Ok, so I have yet-another-idea and trying to research whether it makes sense to continue with it (yeah, I already started it and spent some time and money on it).<p>I am researching it myself on the internet and by talking to people, but I would love to hear your opinions about it.<p>So here we are.<p>I would not be able to disclose certain details I've developed that <i>could</i> be a kind of competitive advantage, but I will try to provide as much information as I can do.<p>The fundamental idea is very simple: you assess your level of wellness (the state or condition of being in <i>both</i> good physical and mental health) and your location on the globe (unless it was specified by you in your previous assessment, of course) and this assessment is reflected on an overall "wellness synoptics" map (i.e. all assessment are synthesized in some way and all you see is some map with transparent colored overlays).<p>Basically, that's all. A global map that tells how do people feel at different locations.<p>Of course, I have some features-to-add and some promotion/monetization strategies in my mind (I do really enjoy this project), but I'd really like to ask you guys, what do you think about it?
======
Shooter
If you focus your idea more, I think you might have something.

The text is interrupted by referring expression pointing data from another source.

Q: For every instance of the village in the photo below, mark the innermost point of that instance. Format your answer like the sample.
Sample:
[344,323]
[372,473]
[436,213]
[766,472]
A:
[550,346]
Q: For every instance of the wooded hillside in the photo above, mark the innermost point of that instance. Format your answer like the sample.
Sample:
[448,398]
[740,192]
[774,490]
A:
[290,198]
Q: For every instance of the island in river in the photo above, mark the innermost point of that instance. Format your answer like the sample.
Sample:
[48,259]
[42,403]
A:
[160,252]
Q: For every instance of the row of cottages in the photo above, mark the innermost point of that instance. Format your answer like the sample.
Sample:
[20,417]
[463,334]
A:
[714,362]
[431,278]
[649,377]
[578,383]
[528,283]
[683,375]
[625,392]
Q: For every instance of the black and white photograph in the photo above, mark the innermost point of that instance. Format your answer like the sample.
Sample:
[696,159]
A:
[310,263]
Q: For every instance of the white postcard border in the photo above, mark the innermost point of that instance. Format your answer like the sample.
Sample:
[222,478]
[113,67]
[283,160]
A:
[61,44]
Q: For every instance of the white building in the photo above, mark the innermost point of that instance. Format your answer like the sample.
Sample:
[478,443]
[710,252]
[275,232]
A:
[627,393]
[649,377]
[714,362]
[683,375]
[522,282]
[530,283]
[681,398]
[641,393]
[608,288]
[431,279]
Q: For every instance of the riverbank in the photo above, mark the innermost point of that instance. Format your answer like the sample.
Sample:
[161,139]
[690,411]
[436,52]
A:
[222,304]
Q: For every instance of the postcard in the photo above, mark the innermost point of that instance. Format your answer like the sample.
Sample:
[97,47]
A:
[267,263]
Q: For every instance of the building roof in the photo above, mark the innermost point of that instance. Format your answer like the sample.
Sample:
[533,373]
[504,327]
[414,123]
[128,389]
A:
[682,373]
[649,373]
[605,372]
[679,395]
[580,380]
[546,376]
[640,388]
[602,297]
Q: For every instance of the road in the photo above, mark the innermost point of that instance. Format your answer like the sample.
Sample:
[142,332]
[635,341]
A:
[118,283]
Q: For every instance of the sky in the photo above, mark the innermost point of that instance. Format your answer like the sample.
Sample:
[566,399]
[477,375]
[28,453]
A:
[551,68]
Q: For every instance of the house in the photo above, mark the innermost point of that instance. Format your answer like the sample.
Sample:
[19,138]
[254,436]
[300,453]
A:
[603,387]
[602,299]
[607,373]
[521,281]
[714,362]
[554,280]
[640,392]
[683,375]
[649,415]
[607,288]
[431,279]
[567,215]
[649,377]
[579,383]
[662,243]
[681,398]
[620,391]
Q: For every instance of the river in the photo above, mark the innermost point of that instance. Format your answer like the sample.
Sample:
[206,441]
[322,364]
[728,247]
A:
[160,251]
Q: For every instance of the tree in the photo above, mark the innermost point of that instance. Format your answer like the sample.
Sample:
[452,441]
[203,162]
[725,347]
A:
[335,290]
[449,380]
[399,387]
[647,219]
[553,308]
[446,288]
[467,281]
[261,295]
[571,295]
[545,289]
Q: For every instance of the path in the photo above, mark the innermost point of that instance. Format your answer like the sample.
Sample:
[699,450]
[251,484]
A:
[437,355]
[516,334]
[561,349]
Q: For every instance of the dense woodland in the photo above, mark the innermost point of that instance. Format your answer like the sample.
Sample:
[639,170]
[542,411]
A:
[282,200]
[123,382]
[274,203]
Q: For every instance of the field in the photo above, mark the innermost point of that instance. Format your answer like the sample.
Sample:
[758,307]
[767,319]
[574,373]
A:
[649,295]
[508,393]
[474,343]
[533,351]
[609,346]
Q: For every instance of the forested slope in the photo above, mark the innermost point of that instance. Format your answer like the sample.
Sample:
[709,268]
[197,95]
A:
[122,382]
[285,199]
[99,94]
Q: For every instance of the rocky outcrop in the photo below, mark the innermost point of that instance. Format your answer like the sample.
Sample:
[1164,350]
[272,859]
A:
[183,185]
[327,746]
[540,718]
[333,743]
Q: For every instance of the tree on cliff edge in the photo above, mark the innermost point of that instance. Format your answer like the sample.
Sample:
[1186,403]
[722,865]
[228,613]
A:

I founded and
funded a company that did something along these lines, although I think our
portfolio company was a bit more focused on trying to solve specific problems
and generate revenue.

Our portfolio company developed watches and mobile (cellphone) software that
worked with biofeedback attachments to monitor various aspects of health for
users. It all integrated with an online system, which tracked location and
company/community trends, among other things. There were games that helped
people lower their blood pressure, etc. There were also systems to monitor
wakefulness, to predict heart attacks and strokes, etc. I think we had around
80 specific use cases. We were working with an EAP company and several
wellness/insurance companies.

All of this is past tense, because the company never made it to market. We
presented at a single tradeshow and were promptly sued by about a dozen
companies. We also got cease-and-desist letters from quite a few major
companies (Nokia has several patents in this area, for example.)

Just like with location-based apps, there are a slew of overly broad patents
that seem to tie up most of the basic functionality you would want in such a
device/service. Many startups don't realize the unbelievable amount of 'IP'
that has already been sewn up by companies in these areas. The patent holders
don't usually go after you until you announce a big funding round or gain some
traction in the market. We had to write off most of our investment because we
weren't equipped to fight the legal battle at the time.

There are a ton of startups that are still working in this area, though...and
I think there is a huge market. If someone can figure out a way to circumvent
the existing patent mess, I would be interested in investing again.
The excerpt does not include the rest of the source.